Sonunda kendimi topladığımda Bertuğ'u yerden kaldırmak istedim ama beni geri itti. "Sizi manyaklar. Benden uzak durun."  Hepimiz geri çekildik. O kendini toplamaya çalışırken ben Bertuğ'a pasuman malzemelerini verdim. O kendini tedavi ederken kanın kokusu dağılsın diye camları açtım.

Rahatlamak için diğerleri ile birlikte dışarı çıktık. Andy "Kim bu insan" sesinde tiksinti vardı. "Uzun hikaye o yokmuş gibi davransan yeter." dedim.

~~●~~
Akşam yemeğini kansız yediğimiz için tadı yoktu. Bertuğ yemek yemeyeceğini söyledi bizde ısrar etmedik. Ben ne yaparsam peşimden geliyor aşağılayıcı şeyler söyleyip duruyordu. Bense umursamadan işimi yapıyordum. Woo Bİn o her ağzını açtığında çocuğu parçalamak için hamle yapıyor Andy ise onu havada yakalayıp odasına götürüyordu. Sakinleştikten sonra tekrar geliyor ve yine Andy müdahalesi ardından gidiyordu.

Bulaşıkları ilk defa güçlerimi kullanmadan yıkadığım için ortalık batmıştı bu duruma Andy ve Woo Bin arkamdan kahkaha ile gülüyorlardı.
"Ha! Ha! Ha! Çok komik!"

O sırada Andy elindeki temiz bıçağı bana doğru fırlattı yakalayıp bulaşıklığa koydum. Onlara dönüp "Temizlik vakti kimde?" dedim Woo Bin kahkaha kopardı Andy ise ayağa kalktı "Bazen çekilmez oluyorsun." dedi. Tüm bunlar bize normal gelirken Bertuğ aşağılayıcı bakışlarla korku içinde bizi izliyordu. 

Gece 2 gibi yattığımız için saat sabah 4 te kalktım. Spor kıyafetlerimi giydim ve aşağı indim Woo Bin ve Andy Bertuğ'un başında durmuş onu inceliyorlardı. Aralarındaki sohbet iştah açıcıydı. "Çok güzel kokuyor. Hazır uyuyorken birazcık kanından içebiliriz." Boğazımı temizledim. "Hayır içemezsiniz. Onu sağlam götürmek zorundayım." dedim ve mutfağa yöneldim. "Farkında bile olmaz. Sadece birazcık. Isırık yok." mantıklı geliyordu. "Pekala" Kıskıs güldüler.
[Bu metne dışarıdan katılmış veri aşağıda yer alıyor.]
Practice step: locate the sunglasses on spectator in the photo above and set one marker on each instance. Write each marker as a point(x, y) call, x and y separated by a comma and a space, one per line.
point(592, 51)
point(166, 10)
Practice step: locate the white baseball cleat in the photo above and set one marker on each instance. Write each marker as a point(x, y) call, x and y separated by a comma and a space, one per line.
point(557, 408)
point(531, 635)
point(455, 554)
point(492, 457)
Gerekli olan malzemeleri getirip 3 tüp kanı aldıktan sonra ondan uzaklaştılar. "Şerefe"

Kahvaltıyı hazırlayıp insanı uyandırdım. Saat 4:30 du. 

Normalde kahvaltıdan önce spor yapardım ama İnsanın tansiyonu düşmesin diye kahvaltıdan sonra gitmeye karar verdim. "Hadi hazırlan çıkıyoruz." dedim. Şaşkınlıkla bana bakıyordu. "Saat daha sabahın beşi." Güldüm "Evet biliyorum. Spor yapmak için çok iyi bir saat" gerindi ve koltuğa oturdu "Ben gelmiyorum." dedi.

Woo Bin "Bence de bizimle kalmalı." Acıkmış gözlerle ona bakıyordu. Omuz silktim "Sizindir." dedim ve kapıya yöneldim. "Çok canını yakmayın. Sağlam dönmeli" kapıdan dışarı çıkıp yürümeye başladım.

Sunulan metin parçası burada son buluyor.